The concept of fiscal federalism has drawn much attention over the last three decades. Developments like globalisation and conflicts, local as well regional, have made it crucial to revisit the question of the division of responsibilities amongst various tiers of the government, argue the authors. The book evaluates the merits and demerits of decentratisation and highlights the trade-offs involved in making the right choice between centralisation and decentralisation. The standard criticisms of fiscal federalism are; causes macroeconomic instability, augments regional disparities, and promotes corruption. The authors rebut these criticisms convincingly and argue that a decentralised fiscal system presents the most viable way for improving macroeconomic governance and regional fiscal equity.
The authors present various models of federalism by differentiating between unitary forms and federal forms of constitutions. The local governance models of developed countries discussed in the book furnish lessons for fiscal reform in developing countries. The authors point out that the disparity between the revenue means and expenditures needs of the lower tiers of government is common in countries which have adopted a federalist structure. Such fiscal gaps, they argue, should be eased by transferring federal sources of revenue to the sub-national governments. The authors favour lesser reliance on intergovernmental transfers by the sub-national governments. They point out that in OECD countries, inter-governmental transfers, on average, constitute only about one- third of the sub-national expenditures, whereas this figure is as high as 60 per cent for developing countries. The authors recommend lesser inter-governmental transfers as the aim as this allows greater autonomy to the lower tiers of the government.

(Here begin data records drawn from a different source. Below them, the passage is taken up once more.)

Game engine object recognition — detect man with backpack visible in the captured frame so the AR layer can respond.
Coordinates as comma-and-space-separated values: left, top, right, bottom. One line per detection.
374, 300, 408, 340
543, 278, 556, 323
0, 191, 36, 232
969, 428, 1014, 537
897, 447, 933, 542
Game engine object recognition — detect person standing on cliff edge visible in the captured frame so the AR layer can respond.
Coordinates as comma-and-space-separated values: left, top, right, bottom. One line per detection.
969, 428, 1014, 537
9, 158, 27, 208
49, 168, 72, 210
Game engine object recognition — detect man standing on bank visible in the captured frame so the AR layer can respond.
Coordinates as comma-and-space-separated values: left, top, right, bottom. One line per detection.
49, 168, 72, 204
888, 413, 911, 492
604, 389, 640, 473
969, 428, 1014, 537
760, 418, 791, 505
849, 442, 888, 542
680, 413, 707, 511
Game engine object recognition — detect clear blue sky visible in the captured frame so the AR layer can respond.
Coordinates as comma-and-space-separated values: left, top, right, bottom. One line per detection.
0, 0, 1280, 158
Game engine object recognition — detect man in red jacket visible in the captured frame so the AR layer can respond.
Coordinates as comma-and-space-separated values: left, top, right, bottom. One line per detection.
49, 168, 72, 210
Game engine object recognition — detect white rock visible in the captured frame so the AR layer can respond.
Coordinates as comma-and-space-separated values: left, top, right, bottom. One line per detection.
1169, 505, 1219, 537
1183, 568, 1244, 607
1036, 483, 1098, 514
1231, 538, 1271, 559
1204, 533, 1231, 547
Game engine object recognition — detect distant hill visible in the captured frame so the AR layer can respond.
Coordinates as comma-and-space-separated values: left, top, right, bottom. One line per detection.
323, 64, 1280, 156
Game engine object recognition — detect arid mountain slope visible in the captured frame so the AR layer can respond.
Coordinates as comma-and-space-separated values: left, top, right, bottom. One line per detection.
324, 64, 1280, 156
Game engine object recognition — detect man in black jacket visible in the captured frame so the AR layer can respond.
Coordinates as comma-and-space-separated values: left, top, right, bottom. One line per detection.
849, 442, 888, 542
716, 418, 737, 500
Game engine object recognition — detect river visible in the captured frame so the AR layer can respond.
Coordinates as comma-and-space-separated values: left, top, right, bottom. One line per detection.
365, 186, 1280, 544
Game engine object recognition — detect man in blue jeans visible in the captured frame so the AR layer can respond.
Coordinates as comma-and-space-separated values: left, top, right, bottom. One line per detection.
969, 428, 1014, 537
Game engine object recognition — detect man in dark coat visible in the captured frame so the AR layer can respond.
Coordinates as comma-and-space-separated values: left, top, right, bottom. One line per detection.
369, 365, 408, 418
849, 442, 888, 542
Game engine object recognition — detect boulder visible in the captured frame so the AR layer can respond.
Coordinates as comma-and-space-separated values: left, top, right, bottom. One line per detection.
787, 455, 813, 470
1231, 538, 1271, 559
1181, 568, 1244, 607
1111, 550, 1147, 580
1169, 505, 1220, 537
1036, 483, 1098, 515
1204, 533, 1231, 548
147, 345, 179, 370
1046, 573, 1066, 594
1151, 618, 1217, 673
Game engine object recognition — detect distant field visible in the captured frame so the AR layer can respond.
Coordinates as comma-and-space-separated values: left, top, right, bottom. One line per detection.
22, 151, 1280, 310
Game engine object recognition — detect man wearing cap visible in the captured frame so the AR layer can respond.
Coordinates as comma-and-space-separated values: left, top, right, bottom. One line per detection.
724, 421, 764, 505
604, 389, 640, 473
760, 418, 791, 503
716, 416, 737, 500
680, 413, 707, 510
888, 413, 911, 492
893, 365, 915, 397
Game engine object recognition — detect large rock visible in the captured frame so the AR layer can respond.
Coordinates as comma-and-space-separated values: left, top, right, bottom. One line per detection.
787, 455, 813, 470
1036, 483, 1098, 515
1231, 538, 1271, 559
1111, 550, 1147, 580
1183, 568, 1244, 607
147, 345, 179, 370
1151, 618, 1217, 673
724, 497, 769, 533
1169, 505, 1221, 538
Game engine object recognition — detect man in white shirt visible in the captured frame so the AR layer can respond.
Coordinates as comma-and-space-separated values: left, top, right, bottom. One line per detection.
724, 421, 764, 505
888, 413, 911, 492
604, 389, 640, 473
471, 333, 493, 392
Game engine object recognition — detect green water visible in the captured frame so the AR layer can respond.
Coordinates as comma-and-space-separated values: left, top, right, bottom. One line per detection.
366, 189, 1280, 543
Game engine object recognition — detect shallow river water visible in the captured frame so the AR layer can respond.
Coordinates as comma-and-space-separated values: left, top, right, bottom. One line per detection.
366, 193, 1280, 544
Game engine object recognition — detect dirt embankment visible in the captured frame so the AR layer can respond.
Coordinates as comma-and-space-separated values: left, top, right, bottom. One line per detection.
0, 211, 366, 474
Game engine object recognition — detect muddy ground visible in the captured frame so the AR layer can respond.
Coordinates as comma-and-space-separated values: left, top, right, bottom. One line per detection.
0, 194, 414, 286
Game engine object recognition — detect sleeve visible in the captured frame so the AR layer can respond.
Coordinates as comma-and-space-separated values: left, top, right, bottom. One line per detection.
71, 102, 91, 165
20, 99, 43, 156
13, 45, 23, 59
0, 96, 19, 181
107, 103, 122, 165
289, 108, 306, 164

Talking about the function of sub-national governments, the authors emphasise that local governance not only involves providing local services, like sanitation and street lightning, but also includes protecting the life and liberty of the citizens. The authors view the expenditures on health and education as the most essential amongst the various kinds of public expenditures at the local level. They argue that the decentralised process of decision-making should lead to the kind of public service delivery that is consistent with local preferences
The book summarises the vast and varied literature on the construction of fiscal constitutions and their implementation. It suggests that as the fiscal constitutions sketch the process of revenue generation and expenditures at various tiers of government, therefore, regulatory checks should be part and parcel of the fiscal constitution for responsible, decentralised governance.